American foreign policy is a confused jumble. This fact has been underscored by the recent US involvement in the Libyan civil war. The American role in fighting Libyan dictator Muammar Quaddafi through the enforcement of a no-fly zone has made me wonder what the goals of US foreign policy should be in regards to the “Arab Spring” now shaking the governments of the Middle East and North Africa. More disturbing is the increasing lack of American moral authority in these regions of the world, where we have propped up oppressive dictatorships and monarchies in order to ensure political stability and the flow of oil to the West. The brave opponents of these regimes will be hurt in the long run if the US doesn’t determine a consistent foreign policy that buttresses the ideals that are supposedly at the heart of American engagement in the world: democracy and human rights. If the US doesn’t consider these ideals important in foreign policy, than why say that they are? Why not embrace the “national interests” argument and be open about the need to keep Libyan oil flowing, no matter if it means sacrificing the possibilities presented by the Arab Spring?

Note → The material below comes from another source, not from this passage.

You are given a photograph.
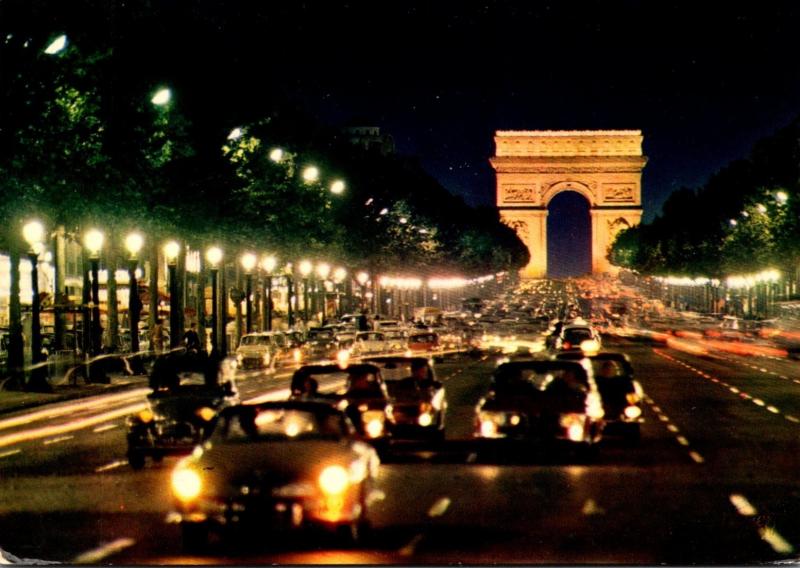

It’s easy to see where American democratic rhetoric falls short on the ideals front. The situation in the West African nation Ivory Coast provides one example. Laurent Gbagbo, who became president in 2000, was defeated in an election held last November. The election was considered fair by international monitors, but Gbagbo decided to stay on. His security forces have used violence against citizens in the capital, Abidjan, resulting in hundreds of deaths. Alassane Outtara, who won the election, has been holed up in a hotel, protected by United Nations troops. The following quote from a New York Times article sums up the dire situation: “He [Gbagbo] has also brutally snuffed out dissent. One of the last peaceful, sustained expressions of public dissent in Abidjan — women protesting with branches symbolizing peace — was mowed down in volleys of machine-gun fire from Mr. Gbagbo’s security forces” (New York Times, online edition, March 23, 2011). Wouldn’t a no-fly zone have helped these heroic women resist this illegal regime? Or, has the US decided that national interests are more important than ideals?
In addition to the bloody situation in Ivory Coast, Saudi Arabia recently sent troops into Bahrain, a tiny island nation off the coast of the Arabian Peninsula. Bahrain’s Sunni monarchy has ignored the same anger and resentment that brought down dictators in Tunisia and Egypt. However, Bahrain is home to the American Fifth Fleet and is a banking center that also produces a respectable amount of oil. Thousands of Shiite protesters, calling for democratic reform, were brutally beaten and dispersed by security forces, with little protest from the United States. If our foreign policy goals in regards to Bahrain are to preserve American military bases there and to avoid embarrassing the Saudi monarchy in order to keep the oil flowing, then our policy has been a rousing success.
The simple point is this: if President Obama and Secretary of State Hillary Clinton have decided that American ideals of democracy and self-determination are at stake in Libya, then why do they not apply in Ivory Coast and Bahrain? If national interests (security, both physical and economic) are what really drives US foreign policy, do those people a favor who have decided to risk their lives resisting corrupt regimes in Libya, Tunisia and Egypt: level with them now about US intentions. Why give them hope if the Americans will be absent when they need the moral support to build a more humane, democratic world?